Kinder- und Jugendhilfe

Erziehung und Betreuung

Kinder- und Jugendhilfe im Diözesa-Caritasverband Bamberg

Bereits 1922 begann der noch junge Diözesan-Caritasverband mit öffentlichen Kinderspeisungen, vor allem für Schüler. Die ausgegebenen Essensportionen wuchsen von 4.380 auf 773.603 im Jahr 1932.

Die Anfänge der Kindererholung reichen in die Kriegsjahre 1916/17 zurück. 1922-1924 schickte die Caritas Kinder zu vier- bis sechswöchigen Erholungsaufenthalten nach Hammelburg oder Strullendorf. Ab 1929 wurden jährlich Kindererholungen durchgeführt. Das waren nicht nur Aufenthalte in Caritasheimen. Ein Teil der Kinder wurde am Heimatort tagsüber betreut und verpflegt. Die jährliche Zahl der Kinder schwankte zwischen 120 und 355.

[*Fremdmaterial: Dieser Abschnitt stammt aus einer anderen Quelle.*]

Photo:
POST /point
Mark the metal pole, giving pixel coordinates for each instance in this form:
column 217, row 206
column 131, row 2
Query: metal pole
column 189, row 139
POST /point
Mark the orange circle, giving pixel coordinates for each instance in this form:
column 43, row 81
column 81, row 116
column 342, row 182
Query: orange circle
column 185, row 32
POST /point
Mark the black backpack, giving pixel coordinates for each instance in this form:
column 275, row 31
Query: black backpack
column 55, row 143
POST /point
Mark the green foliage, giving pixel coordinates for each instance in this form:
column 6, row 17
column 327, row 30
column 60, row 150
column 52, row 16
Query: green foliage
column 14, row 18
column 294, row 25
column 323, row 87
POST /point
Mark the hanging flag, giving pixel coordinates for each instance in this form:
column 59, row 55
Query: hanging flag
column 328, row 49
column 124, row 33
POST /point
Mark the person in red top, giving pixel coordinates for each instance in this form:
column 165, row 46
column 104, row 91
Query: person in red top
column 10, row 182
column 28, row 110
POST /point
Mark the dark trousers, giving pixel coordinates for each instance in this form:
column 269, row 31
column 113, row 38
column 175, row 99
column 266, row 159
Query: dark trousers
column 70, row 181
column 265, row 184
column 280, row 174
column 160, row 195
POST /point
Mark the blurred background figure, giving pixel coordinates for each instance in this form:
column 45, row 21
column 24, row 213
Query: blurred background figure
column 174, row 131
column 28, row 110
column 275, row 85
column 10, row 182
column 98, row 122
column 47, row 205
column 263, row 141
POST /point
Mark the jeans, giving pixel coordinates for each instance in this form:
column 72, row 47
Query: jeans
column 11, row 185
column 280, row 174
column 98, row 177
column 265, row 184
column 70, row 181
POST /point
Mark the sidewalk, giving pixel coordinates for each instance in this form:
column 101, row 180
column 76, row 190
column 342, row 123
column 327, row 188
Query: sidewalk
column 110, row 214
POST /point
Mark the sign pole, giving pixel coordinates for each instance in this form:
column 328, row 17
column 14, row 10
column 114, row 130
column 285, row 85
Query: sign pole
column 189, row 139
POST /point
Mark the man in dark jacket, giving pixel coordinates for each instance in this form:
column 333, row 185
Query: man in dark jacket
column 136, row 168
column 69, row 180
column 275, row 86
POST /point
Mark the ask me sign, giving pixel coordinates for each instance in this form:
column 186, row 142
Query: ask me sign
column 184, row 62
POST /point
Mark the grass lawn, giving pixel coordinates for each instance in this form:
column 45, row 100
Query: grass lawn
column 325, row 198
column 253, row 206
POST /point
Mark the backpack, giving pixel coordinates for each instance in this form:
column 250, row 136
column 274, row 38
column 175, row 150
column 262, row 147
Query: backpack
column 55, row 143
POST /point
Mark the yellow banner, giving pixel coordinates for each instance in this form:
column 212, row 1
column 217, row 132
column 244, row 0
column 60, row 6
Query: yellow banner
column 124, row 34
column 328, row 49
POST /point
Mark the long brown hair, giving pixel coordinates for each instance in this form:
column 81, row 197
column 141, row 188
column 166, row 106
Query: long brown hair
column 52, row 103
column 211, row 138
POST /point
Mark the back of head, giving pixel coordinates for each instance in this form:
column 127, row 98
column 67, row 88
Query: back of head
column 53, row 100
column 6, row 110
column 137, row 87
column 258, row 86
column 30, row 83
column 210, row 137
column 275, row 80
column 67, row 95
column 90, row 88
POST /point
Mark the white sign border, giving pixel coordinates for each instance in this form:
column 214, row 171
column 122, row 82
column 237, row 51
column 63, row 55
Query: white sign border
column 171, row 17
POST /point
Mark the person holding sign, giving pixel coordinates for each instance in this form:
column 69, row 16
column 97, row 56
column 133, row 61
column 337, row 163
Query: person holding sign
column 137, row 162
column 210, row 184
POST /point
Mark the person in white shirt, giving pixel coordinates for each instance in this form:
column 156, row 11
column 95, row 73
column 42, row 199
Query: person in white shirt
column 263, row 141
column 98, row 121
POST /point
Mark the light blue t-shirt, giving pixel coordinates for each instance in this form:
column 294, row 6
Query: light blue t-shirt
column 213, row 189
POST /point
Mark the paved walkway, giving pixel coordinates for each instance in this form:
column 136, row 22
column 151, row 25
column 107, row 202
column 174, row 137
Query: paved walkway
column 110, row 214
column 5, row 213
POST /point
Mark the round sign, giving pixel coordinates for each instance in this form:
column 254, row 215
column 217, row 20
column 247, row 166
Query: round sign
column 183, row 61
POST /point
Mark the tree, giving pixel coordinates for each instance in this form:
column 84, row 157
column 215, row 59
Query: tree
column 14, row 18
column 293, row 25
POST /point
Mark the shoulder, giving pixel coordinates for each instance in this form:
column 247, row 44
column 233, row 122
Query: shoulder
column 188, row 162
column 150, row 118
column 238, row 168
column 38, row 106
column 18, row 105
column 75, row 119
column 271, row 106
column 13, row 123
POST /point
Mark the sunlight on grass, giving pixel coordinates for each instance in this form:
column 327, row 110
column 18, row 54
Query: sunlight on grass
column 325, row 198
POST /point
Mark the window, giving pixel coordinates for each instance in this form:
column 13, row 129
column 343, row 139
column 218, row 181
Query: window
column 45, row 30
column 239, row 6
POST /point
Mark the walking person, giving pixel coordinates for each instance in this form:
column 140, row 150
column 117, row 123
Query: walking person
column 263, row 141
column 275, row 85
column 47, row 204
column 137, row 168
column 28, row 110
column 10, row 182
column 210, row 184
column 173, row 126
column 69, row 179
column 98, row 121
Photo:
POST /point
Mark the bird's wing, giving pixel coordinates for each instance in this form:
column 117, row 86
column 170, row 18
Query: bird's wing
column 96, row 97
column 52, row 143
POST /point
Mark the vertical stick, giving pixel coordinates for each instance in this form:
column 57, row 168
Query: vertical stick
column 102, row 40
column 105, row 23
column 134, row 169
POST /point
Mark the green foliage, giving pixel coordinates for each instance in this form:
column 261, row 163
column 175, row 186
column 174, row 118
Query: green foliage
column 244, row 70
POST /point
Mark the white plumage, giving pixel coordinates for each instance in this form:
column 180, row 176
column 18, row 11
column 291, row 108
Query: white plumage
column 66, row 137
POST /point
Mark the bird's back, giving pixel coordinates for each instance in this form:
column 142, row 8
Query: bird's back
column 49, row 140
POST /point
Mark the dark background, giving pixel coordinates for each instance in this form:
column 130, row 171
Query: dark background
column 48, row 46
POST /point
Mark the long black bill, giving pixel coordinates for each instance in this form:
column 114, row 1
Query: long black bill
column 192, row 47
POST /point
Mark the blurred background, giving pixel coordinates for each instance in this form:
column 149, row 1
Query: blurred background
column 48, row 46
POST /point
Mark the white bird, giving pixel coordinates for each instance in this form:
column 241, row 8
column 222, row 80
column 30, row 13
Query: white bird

Da immer mehr Mütter – die Väter waren im 1. Weltkrieg gefallen, später arbeitslos – berufstätig waren, wuchs der Bedarf nach Betreuung von Kleinkindern. 1925 gab es im Erzbistum Bamberg bereits 63 katholische Kindergärten mit 3.000 Plätzen, zehn Jahre später 90 mit 4.500 Plätzen.

Als ab 1929 die Zahl der Arbeitslosen stetig stieg, entstand ein Arbeitslosen-Jugendwerk mit Berufsbildung, Sport, Freizeitbeschäftigung und Mittagessen. An Mädchen richteten sich Haushaltungsschulen.

Unter der Herrschaft der Nationalsozialisten traf die Zwangsschließung von Caritas-Einrichtungen zuerst die Jugendhilfe: Kindergärten, Horte, Internate, Nähstuben, Hauswirtschaftsschulen und –kurse.

Nach dem 2. Weltkrieg bot die Caritas wieder verstärkt Kindererholungen an. Dank des „Wirtschaftswunders“ mussten sie bald weniger körperliche und gesundheitliche Defizite lindern, stattdessen soziale und psychische Probleme sich selbst überlassener Kinder angehen.

Seit 1950 wurden im Erzbistum 132 Kindergärten neu errichtet. In der Jugend- und der Behindertenhilfe differenzierte sich die frühere Heimunterbringung in ein abgestuftes System von ambulanten bis stationären Hilfen aus.

Da Erzieherinnen soziale Probleme von Familien oft frühzeitig wahrnehmen, erprobte das Modellprojekt „Kindertageseinrichtungen auf dem Weg zum Familienstützpunkt“ von 2006 bis 2008 Ansätze, den Familien – etwa durch engere Kooperation mit den Beratungsstellen der Caritas – Hilfeangebote bereitzustellen. Mit 600.000 Euro ausgestattet, übernahmen der Diözesan-Caritasverband und der Caritasverband Nürnberg das Konzept als Fortbildungsprogramm. 58 Kindertagesstätten haben es inzwischen durchlaufen.

Wegen der Corona-Pandemie entwickelte die Caritas 2020 Kindererholungen mit Abstand und Hygienekonzept.